1959: The Pola test instrument was introduced into the company Institute Contacta in Stuttgart. The company opened a new company-owned Contacta Institute in Hamburg. In this same year the company began a widespread series of technical lectures at contact lens conventions. Work was begun on the new Type CM lens.

1960:   The Mueller-Welts returned to Germany and the Germany based business. 

1961:   Full  use of a lathe to produce lenses.

1962:   The company made a major effort to expand its production of colored lenses.

1963:   First time that multicurved (more than two curves) contact lenses were successfully fitted.

1964:   Grinding and polishing that had been performed by hand was abandoned and replaced by machine polishing. The company began to emphasize working with technical schools and with special university courses dealing with contact lenses, much as Adolf had done when he lectured and fitted difficult cases at the University of Pennsylvania and Ohio State while operating the company in Detroit.

1965:   The three curve corneal lens called Type CNM were released and became an immediate success world wide.

1966:   Sphaero-toriche contact lens Type ZAZ made corrections that allowed patients  with higher astigmatism to comfortably wear corneal lenses. A company-owned  Contacta was opened in Munich.  The Mueller-Welt company initiated the Association of German Contact Lens Manufacturers. Bought a new Phoroptern that allowed precise determination of refraction.

1967:   The company held its fifth  conference in Stuttgart with international participation.
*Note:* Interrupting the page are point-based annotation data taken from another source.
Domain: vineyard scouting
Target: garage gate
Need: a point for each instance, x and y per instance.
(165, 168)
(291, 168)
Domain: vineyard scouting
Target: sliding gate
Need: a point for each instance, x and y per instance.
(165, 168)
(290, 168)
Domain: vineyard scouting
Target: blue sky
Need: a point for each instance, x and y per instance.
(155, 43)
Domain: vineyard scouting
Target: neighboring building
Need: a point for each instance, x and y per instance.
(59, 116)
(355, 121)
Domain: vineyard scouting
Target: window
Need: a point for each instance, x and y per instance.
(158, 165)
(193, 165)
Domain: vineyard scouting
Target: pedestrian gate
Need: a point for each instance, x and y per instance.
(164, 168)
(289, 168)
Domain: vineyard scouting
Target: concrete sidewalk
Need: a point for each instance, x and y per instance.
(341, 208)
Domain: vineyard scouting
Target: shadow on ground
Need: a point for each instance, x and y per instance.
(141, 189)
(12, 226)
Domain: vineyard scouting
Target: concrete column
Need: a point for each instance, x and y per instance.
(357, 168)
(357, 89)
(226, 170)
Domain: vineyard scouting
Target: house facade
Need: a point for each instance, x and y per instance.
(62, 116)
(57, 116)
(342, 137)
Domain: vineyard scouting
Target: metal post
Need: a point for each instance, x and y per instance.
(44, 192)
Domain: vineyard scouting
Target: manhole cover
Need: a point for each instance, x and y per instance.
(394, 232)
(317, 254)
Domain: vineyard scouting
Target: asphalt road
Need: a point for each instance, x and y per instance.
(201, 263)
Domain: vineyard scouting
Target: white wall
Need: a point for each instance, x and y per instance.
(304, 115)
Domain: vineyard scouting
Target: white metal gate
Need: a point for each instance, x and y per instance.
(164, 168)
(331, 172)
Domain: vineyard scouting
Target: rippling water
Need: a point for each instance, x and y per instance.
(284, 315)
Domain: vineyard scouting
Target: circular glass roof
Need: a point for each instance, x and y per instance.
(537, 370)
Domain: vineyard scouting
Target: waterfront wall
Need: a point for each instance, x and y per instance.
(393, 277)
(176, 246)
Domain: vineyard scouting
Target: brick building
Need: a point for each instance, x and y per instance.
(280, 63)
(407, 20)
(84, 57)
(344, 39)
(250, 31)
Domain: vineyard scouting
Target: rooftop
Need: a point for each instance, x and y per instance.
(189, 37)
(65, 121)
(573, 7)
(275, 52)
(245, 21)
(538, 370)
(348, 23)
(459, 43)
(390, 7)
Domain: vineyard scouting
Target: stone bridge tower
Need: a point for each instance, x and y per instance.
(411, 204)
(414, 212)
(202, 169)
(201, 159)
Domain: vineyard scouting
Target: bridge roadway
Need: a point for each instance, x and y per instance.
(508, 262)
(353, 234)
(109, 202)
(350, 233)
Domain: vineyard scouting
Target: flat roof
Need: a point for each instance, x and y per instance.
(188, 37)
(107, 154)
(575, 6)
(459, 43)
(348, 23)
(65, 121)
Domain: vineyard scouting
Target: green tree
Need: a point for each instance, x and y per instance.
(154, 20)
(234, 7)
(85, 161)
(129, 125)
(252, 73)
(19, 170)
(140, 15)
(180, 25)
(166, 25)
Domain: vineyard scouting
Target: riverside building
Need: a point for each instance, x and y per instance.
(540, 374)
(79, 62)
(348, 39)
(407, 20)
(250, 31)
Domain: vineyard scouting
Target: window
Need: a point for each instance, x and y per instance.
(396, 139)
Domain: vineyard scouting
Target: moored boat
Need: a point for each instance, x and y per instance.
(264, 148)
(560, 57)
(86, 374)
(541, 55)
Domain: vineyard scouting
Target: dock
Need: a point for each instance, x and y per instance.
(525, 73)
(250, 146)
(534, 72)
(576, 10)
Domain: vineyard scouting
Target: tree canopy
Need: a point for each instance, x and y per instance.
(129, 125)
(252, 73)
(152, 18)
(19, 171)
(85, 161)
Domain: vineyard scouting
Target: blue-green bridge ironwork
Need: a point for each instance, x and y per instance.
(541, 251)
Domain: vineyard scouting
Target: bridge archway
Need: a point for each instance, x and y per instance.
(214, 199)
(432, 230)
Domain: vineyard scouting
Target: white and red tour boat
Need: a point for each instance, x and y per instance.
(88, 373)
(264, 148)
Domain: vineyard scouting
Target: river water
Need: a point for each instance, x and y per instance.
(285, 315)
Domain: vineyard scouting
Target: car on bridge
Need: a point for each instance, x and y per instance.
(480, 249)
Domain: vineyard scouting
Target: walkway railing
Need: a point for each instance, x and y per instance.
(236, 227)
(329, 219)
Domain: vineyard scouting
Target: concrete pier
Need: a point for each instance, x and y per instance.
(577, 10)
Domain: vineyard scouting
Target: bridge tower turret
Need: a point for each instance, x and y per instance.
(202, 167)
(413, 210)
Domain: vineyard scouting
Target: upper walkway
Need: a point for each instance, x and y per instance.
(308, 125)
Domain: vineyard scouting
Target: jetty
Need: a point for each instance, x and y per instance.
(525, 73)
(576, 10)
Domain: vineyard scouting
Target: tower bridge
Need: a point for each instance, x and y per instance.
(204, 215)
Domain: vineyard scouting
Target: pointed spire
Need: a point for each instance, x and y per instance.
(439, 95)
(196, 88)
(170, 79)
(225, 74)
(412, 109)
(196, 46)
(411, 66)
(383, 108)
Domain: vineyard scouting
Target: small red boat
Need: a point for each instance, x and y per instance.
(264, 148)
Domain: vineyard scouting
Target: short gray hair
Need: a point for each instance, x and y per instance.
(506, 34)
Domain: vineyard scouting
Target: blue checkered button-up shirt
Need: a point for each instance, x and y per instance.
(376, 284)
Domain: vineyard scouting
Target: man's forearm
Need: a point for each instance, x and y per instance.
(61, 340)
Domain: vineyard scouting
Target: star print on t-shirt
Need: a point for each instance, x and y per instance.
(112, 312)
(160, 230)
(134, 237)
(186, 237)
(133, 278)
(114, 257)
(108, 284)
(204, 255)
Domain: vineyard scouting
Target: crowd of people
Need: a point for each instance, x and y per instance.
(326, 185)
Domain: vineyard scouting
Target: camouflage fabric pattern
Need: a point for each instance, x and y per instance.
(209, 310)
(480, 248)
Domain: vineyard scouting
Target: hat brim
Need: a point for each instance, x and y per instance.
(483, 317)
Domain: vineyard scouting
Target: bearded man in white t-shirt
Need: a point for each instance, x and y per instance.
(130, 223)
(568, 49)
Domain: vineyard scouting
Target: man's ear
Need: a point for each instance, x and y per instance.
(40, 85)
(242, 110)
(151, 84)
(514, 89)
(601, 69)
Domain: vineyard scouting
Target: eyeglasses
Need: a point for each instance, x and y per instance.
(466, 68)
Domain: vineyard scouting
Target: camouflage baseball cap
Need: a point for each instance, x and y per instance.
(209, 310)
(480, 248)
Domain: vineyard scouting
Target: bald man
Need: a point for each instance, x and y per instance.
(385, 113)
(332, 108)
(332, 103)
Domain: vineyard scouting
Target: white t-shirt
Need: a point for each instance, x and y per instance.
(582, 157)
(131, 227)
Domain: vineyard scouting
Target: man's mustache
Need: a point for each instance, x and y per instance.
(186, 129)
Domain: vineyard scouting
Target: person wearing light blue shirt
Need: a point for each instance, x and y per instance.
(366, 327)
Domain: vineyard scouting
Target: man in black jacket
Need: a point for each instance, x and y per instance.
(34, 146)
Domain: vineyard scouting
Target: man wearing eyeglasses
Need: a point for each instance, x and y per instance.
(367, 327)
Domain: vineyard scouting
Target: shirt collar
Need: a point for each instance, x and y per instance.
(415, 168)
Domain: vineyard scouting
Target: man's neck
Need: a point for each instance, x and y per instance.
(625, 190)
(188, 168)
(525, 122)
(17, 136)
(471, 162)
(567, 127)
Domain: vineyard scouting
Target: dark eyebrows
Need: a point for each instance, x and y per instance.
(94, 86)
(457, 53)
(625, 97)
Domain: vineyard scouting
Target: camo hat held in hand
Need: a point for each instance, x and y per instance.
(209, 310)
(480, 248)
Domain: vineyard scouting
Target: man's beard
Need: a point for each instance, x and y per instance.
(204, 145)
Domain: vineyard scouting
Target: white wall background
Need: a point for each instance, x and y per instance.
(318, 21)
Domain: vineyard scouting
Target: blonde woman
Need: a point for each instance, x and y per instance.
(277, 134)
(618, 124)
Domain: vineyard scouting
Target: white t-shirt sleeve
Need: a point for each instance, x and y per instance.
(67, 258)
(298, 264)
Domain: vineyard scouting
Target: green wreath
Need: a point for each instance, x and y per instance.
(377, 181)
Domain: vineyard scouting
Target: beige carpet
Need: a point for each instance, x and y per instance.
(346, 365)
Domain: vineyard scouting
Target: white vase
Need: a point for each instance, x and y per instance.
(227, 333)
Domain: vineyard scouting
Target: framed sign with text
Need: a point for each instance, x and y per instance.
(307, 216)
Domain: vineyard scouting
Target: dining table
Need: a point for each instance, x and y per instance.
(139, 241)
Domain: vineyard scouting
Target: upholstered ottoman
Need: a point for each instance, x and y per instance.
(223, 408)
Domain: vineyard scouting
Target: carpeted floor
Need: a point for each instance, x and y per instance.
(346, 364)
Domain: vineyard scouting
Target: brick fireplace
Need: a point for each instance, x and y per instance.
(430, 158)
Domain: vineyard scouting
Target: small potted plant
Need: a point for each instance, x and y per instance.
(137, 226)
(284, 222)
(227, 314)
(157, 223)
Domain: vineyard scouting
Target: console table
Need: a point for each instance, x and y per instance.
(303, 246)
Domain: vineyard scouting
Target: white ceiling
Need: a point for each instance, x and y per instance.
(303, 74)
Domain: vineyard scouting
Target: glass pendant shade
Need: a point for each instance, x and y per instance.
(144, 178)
The company made its first improvements on the multi-focal and bi-focal Type CNM in the Keratoconus category.  Adolf Mueller-Welt suffered a severe heart attack.

1968:   The company produced and fitted the first Micro-lenses, which were a huge success.

1969:   This year saw the first trials and results with outer and inner toric lenses.

Up to today, (Adolf’s 65th birthday), he continues to work tirelessly at improving the usefulness of contact lenses. He is constantly working on new developments, especially with an eye on new materials that may emerge to allow continuing practical use of contact lenses as an accepted way to improve the medical conditions being faced by ophthalmologists and general public use.

The development of contact lenses is a continuing process, and Adolf Mueller-Welt remains in the forefront of the industry that sprang from his very first patent, German Patent Nr. 553843, when at age of only 24 he successfully introduced the first patented, fluidless, scleral contact lens, thereby allowing the process of contact lens development to become a vital part of the world’s progress in human visual improvement by  caring for people with imperfect visual acuity or serious medical eye problems such as Keratoconus.

His co-workers wish him well in his continuing devotion to the task to which he devoted his entire life’s work. When the history of contact lenses begins to be published in future years, Adolf Wilhelm Mueller-Welt must be acknowledged as the legitimate father of the practical contact lenses we all enjoy.

The above was written, in part, by one of his employees, on the occasion of the 65th birthday of Adolf Wilhelm Mueller-Welt, the true pioneer of modern contact lenses.